I have a data frame with boolean data per column. I want to know the length (count) of each period when there were consecutive FALSE values but with the possibility of having TRUE value in between, if it doesn't exceed 10 raws in a row. If there are more than 10 TRUE values in a row, then the counting should start from 0 from the next FALSE values. Eventually I want to have the number of such periods per column and length of each period. I know there are plenty posts on finding number of consecutive TRUE values, but nothing on the possibility of using conditions.

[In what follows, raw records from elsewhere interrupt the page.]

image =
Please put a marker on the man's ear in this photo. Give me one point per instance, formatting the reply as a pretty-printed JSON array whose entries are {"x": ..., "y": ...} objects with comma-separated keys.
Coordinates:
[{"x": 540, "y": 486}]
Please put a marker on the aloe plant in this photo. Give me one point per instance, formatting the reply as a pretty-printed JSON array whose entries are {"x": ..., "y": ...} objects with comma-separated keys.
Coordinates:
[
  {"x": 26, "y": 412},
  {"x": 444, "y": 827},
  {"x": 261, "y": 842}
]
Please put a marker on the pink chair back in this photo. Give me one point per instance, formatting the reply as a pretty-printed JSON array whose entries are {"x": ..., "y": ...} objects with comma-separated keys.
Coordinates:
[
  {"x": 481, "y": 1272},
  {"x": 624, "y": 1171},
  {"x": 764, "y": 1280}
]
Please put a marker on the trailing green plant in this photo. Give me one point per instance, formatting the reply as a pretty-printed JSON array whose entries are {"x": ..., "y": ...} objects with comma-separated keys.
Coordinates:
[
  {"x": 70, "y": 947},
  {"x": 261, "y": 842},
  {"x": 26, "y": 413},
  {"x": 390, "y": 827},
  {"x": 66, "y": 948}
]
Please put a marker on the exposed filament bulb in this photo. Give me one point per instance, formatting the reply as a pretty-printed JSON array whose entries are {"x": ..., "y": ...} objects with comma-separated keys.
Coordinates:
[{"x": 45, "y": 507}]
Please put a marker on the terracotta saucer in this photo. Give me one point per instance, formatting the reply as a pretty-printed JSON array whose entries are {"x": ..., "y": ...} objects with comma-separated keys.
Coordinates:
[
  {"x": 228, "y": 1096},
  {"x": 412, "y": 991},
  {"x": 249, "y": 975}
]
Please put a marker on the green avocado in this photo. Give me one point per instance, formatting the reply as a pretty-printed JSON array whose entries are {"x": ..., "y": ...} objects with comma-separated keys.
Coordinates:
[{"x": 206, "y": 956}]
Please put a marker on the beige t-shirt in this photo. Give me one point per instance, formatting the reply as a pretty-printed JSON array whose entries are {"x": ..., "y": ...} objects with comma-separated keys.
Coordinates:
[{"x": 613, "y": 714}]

I tried to use rleid function together with rowid from the data.table package, but all I got was the same of consecutive TRUE values. Here is the code I used to test on a random vector:
rowid(rleid(a))*a
From there on I am stuck.
Ideally from the vector
a <- c(FALSE, FALSE, FALSE, TRUE, TRUE, FALSE, TRUE, TRUE, FALSE, TRUE, TRUE, TRUE, TRUE,TRUE, TRUE,TRUE, TRUE,TRUE, TRUE, FALSE, FALSE)
I want to get a vector: 9, 2
CodePudding user response:
Replace the TRUE values with NA, fill in the NA's with false if there are 9 or fewer and then replace the NA's with TRUE. Then use rle.
library(magrittr)
library(zoo)
a %>%
replace(., ., NA) %>%
na.locf0(maxgap = 9) %>%
replace(., is.na(.), TRUE) %>%
rle %>%
with(lengths[!values])
## [1] 9 2
CodePudding user response:
Just use rle
and hack the result to set a sequence of less than 10 TRUE
to be FALSE
. Not clear your desired output, but you can try something like:
r<-rle(a)
r$values[r$lengths<10 & r$values==TRUE]<-FALSE
(r2<-rle(inverse.rle(r)))
#Run Length Encoding
# lengths: int [1:3] 9 10 2
# values : logi [1:3] FALSE TRUE FALSE
r2$lengths[!r2$values]
#[1] 9 2